The suggestions from Bing Chat and other generative AI tools always take the given context into account. The AI usually uses neutral secondary sources such as trade journals, news sites, websites of associations and public institutions, and blogs as sources for the recommendations. The output of the generative AI is based on the determination of statistical frequencies. The more frequently words appear in the source data one after the other, the more likely it is that the word being searched for is the correct one in the output. Words that frequently appear together in the training data are statistically more similar or semantically more closely related.
Which brands and products are mentioned in a particular context can be explained by the way LLMs work.
How do Large Language Models (LLMs) work?
Modern transformer-based LLMs such as GPT or BARD are based on statistical evaluations of co-occurrences between tokens or words. For this purpose, texts and data are broken down into tokens for machine processing and positioned in semantic spaces using vectors. Vectors can also be whole words (Word2Vec), entities (Node2Vec) and attributes.
The semantic space is also called ontology in semantics. Since denmark cell phone number list LLMs are based more on statistics than semantics, they are not really ontologies. However, the amount of data allows AI to get closer to a semantic understanding.
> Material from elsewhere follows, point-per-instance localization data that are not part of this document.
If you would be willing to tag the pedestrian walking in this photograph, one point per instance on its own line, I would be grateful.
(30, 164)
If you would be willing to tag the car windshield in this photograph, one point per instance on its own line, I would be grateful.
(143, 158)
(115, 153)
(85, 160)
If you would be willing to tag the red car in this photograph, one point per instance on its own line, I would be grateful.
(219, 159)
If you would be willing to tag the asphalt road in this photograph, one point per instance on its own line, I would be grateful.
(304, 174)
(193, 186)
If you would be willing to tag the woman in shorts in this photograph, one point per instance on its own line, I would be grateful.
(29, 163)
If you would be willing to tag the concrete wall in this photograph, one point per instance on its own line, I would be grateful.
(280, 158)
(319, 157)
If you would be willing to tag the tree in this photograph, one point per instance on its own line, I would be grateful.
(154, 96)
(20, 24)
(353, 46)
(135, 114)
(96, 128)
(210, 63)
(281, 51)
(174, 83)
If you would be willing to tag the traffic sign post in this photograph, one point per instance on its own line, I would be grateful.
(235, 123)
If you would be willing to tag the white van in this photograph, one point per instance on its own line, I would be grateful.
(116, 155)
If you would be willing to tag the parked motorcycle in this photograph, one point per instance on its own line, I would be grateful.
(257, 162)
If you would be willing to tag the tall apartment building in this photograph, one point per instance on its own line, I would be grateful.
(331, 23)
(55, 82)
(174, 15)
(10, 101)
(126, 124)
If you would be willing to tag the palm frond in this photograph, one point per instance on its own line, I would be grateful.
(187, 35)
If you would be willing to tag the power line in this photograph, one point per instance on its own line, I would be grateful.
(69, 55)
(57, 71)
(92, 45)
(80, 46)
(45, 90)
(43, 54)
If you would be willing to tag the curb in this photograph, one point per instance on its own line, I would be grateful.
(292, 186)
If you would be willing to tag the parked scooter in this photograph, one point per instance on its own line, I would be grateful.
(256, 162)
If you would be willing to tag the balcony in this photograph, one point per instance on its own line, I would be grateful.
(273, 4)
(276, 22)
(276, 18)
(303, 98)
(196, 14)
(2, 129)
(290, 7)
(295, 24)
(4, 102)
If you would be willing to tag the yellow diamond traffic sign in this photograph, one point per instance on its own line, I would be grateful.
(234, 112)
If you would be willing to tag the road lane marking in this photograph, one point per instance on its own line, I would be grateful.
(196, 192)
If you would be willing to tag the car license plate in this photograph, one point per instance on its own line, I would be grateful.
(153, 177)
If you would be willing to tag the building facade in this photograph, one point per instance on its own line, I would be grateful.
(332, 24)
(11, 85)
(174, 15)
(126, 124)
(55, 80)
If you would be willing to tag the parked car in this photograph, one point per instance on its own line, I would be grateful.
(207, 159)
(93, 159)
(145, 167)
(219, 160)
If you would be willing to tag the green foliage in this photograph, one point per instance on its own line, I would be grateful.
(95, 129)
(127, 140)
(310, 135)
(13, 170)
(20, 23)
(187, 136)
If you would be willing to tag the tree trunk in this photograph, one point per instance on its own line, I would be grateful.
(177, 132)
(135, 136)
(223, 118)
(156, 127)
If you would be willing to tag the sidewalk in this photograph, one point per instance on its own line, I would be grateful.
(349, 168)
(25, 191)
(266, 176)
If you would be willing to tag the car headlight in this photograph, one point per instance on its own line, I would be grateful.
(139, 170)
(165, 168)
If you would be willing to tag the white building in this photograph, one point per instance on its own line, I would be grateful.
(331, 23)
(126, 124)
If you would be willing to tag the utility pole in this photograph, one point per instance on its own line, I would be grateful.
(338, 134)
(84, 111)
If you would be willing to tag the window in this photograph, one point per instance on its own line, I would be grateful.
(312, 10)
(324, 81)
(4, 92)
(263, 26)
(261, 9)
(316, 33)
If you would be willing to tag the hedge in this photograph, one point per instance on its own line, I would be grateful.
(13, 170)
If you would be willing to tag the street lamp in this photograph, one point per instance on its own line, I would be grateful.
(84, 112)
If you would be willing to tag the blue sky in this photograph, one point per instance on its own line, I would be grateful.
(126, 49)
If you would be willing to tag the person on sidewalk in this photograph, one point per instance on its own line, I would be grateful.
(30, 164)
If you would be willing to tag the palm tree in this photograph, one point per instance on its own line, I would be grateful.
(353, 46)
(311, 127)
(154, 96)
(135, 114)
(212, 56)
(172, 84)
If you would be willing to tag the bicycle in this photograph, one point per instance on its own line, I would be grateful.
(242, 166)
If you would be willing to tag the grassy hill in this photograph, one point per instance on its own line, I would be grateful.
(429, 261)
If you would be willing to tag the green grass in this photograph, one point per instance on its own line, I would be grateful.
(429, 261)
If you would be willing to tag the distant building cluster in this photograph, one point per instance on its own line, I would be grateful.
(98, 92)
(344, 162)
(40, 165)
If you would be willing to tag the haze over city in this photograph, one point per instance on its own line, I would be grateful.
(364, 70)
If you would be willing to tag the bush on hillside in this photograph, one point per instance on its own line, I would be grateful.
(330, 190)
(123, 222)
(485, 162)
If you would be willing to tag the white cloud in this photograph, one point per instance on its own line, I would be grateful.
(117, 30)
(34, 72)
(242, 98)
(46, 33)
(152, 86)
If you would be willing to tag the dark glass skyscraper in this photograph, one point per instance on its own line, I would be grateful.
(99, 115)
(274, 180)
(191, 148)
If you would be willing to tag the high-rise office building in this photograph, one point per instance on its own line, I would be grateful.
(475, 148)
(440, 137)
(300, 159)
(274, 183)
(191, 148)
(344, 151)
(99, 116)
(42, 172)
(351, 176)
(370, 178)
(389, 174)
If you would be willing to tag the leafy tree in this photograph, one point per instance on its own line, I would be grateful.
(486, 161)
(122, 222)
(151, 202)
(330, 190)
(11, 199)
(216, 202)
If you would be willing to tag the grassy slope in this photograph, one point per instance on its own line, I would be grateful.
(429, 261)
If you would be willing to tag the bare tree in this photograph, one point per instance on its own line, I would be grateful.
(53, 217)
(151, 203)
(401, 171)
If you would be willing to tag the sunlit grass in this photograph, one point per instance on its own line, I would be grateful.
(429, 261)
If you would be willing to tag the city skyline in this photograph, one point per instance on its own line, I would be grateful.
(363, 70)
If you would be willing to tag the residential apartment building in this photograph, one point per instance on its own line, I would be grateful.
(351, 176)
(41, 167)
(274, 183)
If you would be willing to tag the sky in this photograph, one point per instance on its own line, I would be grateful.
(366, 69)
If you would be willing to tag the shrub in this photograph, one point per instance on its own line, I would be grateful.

Semantic proximity can be determined by Euclidean distance or cosine angle in semantic space.
Semantic Proximity in Vector Space
If an entity is frequently mentioned in connection with certain other entities or properties in the training data, there is a high statistical probability of a semantic relationship.
The method of this processing is called transformer-based natural language processing. NLP describes a process of transforming natural language into a machine-understandable form that enables communication between humans and machines. NLP consists of the areas of natural language understanding (NLU) and natural language generation (NLG).
The focus is on NLU when training LLMs and on NLG when outputting AI-generated results.
The identification of entities through Named Entity Extraction plays a special role both for the semantic understanding and for the meaning of an entity within a thematic ontology.
Due to the frequent co-occurrence of certain words, these vectors move closer together in the semantic space. The semantic proximity increases and the probability of belonging increases.
NLG outputs the results according to statistical probability.